植物に関する3つの能力に分かれる。「花咲」は植物に生命力を与え、「水蓮」は水上にハスの葉の足場を作ることが可能。「蔦巻」は桃コノハナという植物と物体を引っ張り合わせ、アマテラスを移動させたり、フック状のものを引っ張ったりできる。

「輝玉(てかだま)」
物を吹き飛ばしたり、破壊したりできる花火爆弾を作り出す。特定のエレベータの起動キーになる場合もある。戦闘にも使用可能。

「水郷(すいきょう)」
火を消したり、水を汲んだりなど水場から線を引くことで水を操ることができる。また「水の力場」と呼ばれる特定の場所では、上方に向けて線を引けば、アマテラスを高台に導く水柱が出現。

「月光(げっこう)」
空に月を生み出し、辺りを一瞬で夜に変える。月光の魔力で、特定の物体に不思議な力を与えることも可能。

「疾風(しっぷう)」
風を巻き起こして、風車を回す、落ち葉を吹き飛ばす、炎を吹き消す、といったことが可能。掛け軸を風になびかせたりもできる。

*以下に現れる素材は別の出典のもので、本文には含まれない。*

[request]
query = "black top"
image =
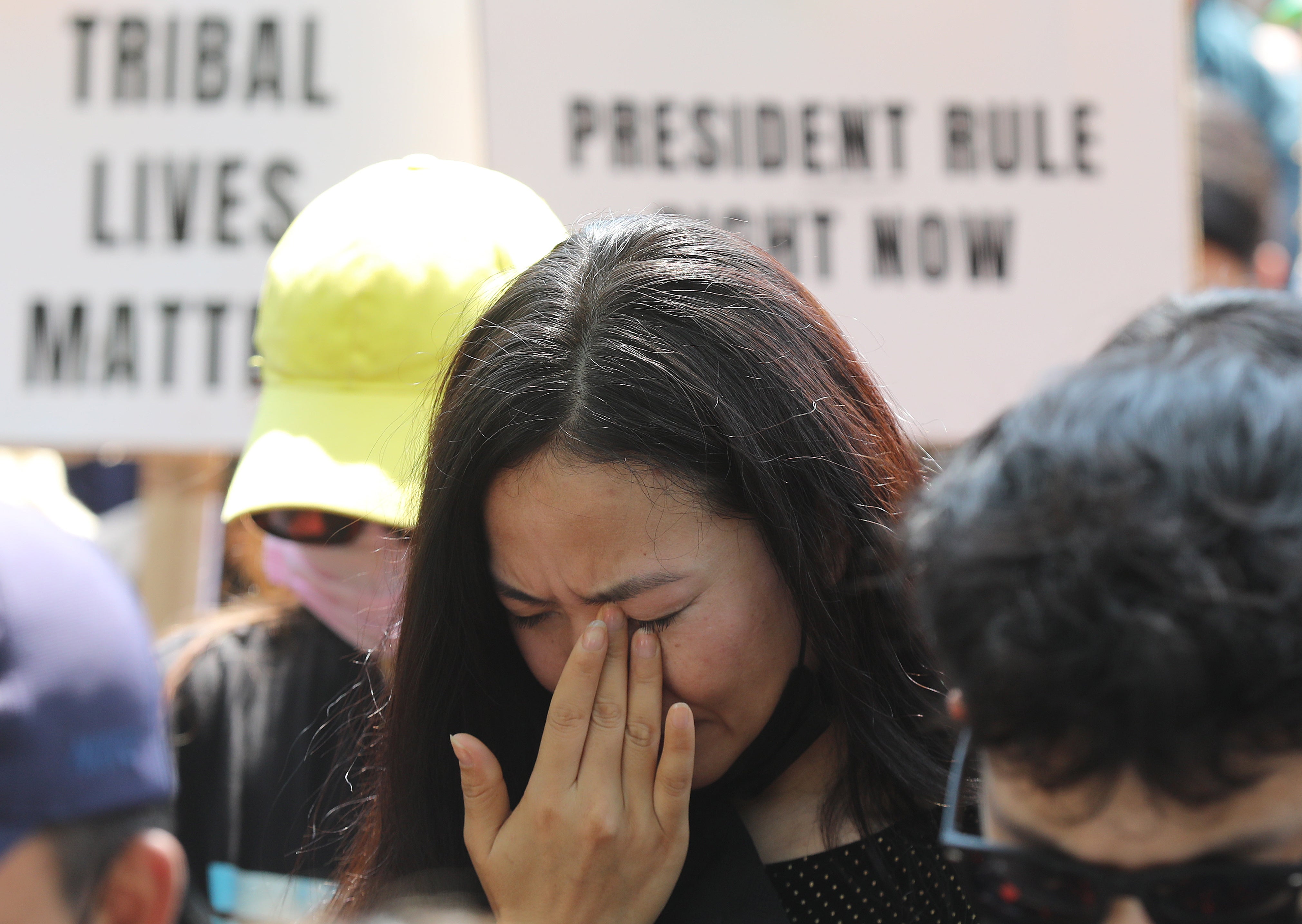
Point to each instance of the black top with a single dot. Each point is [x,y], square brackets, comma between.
[258,725]
[895,876]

 ここで紹介したもの以外も含めて、筆しらべの能力は全部で13種類。秀逸なのは、そのすべてを使いこなさなければ謎を解き明かすことができないことです。謎解きは本当にいろいろな種類があるので、少しでも「怪しい」と感じたなら、すぐにいろいろな筆しらべを使ってみることをオススメします。ヒントが過剰に出されて、AVGというよりもサウンドノベルを読んでいる気になる作品も多い中、こういったインスピレーションを大事にするAVGは非常に好感触。難解な謎をノーヒントで解き明かしたときの快感は、何ものにも換えがたい喜びです。もちろん、行き詰まったらアマテラスの相棒であるイッスンというキャラがヒントを出してくれるうえに、どうしようもないほど難しい意地悪な謎解きは存在しないので、ゲーム初心者でも安心といえるでしょう。
 また、筆しらべは戦闘シーンでも大活躍! 「一閃」で敵を切り裂いたり、「桜花・花咲」で敵の弱点を出現させたりと、その使い方もじつにさまざまなのです。思いもよらない使い方で、戦闘が有利になることもあるので、戦闘中も頭はフル回転! ぶっちゃけ、戦闘はアクションよりも「どの筆しらべが効果的か」という謎解きの方に重点が置かれてるので、アクションが苦手な人でも安心です。逆に、バリバリのアクションを求めている人からすれば、少し物足りなく感じられるバランスではあるかもしれません。そこらへんは、ゲーム開始時に難易度調整ができたらよかったかもな、とちょっぴり残念なところではあります。

●『大神』の魅力 その弐
  魅力的な登場人物たちが紡ぐ、物語がおもしろい!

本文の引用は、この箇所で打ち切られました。